What Rose realized was that Max’s friends loved him so much that they wanted to continue that. She was talking with one of his best friends and she understood that the young people had the impulse and desire, but couldn’t easily devote themselves to doing good. After all, they have school, jobs, and other activities. So how to make it work?
“Team Max was always going to be informal and loose, because kids like that,” she says. “It was going to require little other than showing up and serving.”
For Rose, it was a way to introduce young people to organizations doing ground-level work, such as the Memphis Food Bank. “Then there were other opportunities that didn’t require engagement with those organizations,” she says. “It’s just literally looking in a newspaper and seeing some need, whether we responded to the earthquake in Haiti, or tornadoes, or calls that the Union Mission might need socks and shaving kits.”
It is, she says, very much about teaching how easy it is. “You provide volunteer opportunities that say, ‘Come at 9 a.m., you’ll be done at 11 a.m., you can go on with your life.’ Maybe out of that pool, there’ll be somebody else whose lives were awakened by that incredible need out there.” There’s a busy day every December when Team Max holds its Soulfull Memphis Operation Christmas Basket. “We distribute 5,000 food baskets in one morning. We put them together in an operation that might look like a FedEx operation — it has a conveyor, all this food, and volunteers, almost like a factory. That line of people that are waiting to get that food basket, which has all the ingredients for a Christmas dinner, is about seven miles long. Seven miles of cars.”
As Rose acknowledges, the food basket giveaway doesn’t solve poverty or hunger. “But it’s a gesture of a community giving and receiving,” she says. “And I think it does more for the people that are serving than it does for the recipients, honestly.”
Team Max is important to Rose, but not, she says, a life mission. “I’m hoping I can get some of his friends to eventually take it on and I think they will,” she says. “Maybe it’ll be different, and that’s OK too. It’s not something I’m trying to control into being perpetuated.”

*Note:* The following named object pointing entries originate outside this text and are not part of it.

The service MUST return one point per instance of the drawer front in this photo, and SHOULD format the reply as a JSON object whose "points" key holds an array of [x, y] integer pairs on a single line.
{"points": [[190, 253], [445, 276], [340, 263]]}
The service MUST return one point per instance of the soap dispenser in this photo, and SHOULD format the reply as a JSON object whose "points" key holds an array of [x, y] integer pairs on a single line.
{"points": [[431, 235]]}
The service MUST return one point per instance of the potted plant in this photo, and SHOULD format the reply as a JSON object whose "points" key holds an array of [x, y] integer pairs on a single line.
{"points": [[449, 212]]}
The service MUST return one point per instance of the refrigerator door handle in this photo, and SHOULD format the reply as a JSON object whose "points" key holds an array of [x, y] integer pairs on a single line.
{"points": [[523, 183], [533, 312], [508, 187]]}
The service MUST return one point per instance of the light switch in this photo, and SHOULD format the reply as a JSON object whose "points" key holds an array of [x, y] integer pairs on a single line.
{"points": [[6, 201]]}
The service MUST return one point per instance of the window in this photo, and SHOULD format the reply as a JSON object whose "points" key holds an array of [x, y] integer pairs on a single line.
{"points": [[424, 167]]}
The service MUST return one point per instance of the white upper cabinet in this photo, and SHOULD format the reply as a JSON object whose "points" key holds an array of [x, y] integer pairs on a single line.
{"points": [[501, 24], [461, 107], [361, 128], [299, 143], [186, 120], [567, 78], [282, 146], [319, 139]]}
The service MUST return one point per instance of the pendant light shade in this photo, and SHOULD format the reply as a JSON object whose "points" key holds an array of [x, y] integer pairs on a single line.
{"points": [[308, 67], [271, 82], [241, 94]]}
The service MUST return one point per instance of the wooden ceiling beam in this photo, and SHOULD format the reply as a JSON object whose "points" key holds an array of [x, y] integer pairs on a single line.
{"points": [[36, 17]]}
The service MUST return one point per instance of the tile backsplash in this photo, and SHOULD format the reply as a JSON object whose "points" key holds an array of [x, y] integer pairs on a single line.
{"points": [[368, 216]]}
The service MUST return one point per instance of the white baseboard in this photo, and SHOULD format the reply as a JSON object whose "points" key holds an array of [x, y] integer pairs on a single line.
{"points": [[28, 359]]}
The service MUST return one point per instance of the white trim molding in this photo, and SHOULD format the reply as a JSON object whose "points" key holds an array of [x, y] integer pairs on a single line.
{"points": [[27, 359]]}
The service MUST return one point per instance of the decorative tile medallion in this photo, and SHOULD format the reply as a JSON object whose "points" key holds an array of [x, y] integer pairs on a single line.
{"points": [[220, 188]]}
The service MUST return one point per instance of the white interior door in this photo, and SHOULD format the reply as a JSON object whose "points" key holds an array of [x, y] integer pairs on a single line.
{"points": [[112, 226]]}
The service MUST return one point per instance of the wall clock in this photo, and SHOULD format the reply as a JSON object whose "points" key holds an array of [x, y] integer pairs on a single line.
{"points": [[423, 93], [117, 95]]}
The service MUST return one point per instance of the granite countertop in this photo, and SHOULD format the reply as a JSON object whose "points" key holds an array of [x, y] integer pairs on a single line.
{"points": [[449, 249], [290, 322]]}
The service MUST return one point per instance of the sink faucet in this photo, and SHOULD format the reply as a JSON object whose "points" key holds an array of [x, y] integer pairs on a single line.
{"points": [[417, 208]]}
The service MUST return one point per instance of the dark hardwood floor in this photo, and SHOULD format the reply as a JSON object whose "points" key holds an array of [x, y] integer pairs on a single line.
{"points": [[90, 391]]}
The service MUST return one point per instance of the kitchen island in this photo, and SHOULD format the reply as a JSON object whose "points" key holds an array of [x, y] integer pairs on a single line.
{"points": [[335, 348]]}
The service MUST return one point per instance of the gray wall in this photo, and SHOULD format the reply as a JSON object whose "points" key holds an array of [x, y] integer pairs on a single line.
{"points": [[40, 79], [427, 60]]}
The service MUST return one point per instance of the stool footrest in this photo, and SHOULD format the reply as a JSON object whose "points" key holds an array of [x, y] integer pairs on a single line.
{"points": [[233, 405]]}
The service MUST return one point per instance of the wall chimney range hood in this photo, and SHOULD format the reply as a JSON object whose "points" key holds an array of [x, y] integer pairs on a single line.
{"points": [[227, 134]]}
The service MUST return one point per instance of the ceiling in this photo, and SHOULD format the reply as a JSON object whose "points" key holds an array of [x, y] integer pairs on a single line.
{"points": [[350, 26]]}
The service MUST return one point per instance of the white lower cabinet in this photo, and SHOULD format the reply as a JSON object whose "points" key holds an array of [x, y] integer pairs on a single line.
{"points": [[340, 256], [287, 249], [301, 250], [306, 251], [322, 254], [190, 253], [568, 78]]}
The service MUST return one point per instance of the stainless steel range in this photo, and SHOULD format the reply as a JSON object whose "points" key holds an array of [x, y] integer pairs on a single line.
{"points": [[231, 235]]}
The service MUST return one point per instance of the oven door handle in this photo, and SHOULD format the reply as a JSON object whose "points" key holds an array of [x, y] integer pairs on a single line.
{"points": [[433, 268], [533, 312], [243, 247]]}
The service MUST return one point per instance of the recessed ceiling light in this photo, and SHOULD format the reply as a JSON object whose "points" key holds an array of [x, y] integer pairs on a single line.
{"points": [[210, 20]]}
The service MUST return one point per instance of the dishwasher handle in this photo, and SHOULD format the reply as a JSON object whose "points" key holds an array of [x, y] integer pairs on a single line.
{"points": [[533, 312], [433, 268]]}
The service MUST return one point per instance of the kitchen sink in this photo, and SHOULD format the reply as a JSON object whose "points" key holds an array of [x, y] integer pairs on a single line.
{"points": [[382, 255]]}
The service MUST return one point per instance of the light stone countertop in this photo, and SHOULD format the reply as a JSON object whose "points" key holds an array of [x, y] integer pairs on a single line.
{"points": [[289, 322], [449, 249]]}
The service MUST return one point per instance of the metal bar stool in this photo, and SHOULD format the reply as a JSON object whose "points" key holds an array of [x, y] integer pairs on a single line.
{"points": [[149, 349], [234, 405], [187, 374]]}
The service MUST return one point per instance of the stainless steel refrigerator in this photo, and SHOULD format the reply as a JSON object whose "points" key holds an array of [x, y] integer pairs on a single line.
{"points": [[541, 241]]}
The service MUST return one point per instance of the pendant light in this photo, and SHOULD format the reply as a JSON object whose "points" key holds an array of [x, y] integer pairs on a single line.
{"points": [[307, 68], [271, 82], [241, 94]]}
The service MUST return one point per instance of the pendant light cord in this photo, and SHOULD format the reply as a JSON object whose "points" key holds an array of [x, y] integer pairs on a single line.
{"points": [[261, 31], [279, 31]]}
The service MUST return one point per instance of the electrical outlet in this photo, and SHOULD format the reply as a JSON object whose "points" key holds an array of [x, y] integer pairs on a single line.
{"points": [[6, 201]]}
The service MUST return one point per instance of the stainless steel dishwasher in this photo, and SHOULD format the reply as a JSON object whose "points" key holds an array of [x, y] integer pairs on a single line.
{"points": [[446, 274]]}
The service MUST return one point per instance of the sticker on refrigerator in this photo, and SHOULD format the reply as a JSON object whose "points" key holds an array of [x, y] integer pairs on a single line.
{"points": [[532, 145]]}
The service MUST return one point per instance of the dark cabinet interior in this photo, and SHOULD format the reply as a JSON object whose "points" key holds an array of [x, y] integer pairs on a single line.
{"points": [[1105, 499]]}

But Rose’s interest in combatting poverty will always remain. “I’ve done a lot of research, and I think that the dialog about poverty in our community has to get a little bit more sophisticated, a little more nuanced,” she says. “Some of the latest figures that I’ve seen is that about 60 percent to 65 percent of people living in poverty are disqualified from the work strategy, if you will. They’re the elderly, permanently disabled, and students. You have 15 percent of that population already fully employed, and about 8.5 percent are unemployed. When you see these big workforce programs and think that’s going to lift our community out of poverty, you’ve got to remember that will focus only on a very narrow part. We’ve got to address the 15 percent that are fully employed. And what do you do about those who will never benefit from those work strategies? That’s a different conversation, but it helps frame it in our community to know that we’ve got to think about policies that will help those living in poverty.”
“This is a big city with a skyline,” Rose says, “and I just fell in love with it. I choose to stay here, I’ve chosen to raise my kids here, with all of its warts, with all of its problems. I’d like to do what I can in my small way to impact the landscape here. That’s what drives me. And I’m so grateful that I’ve been given a voice and an opportunity to play a role in the community in which I live. That is what gets me up and to the office every day.”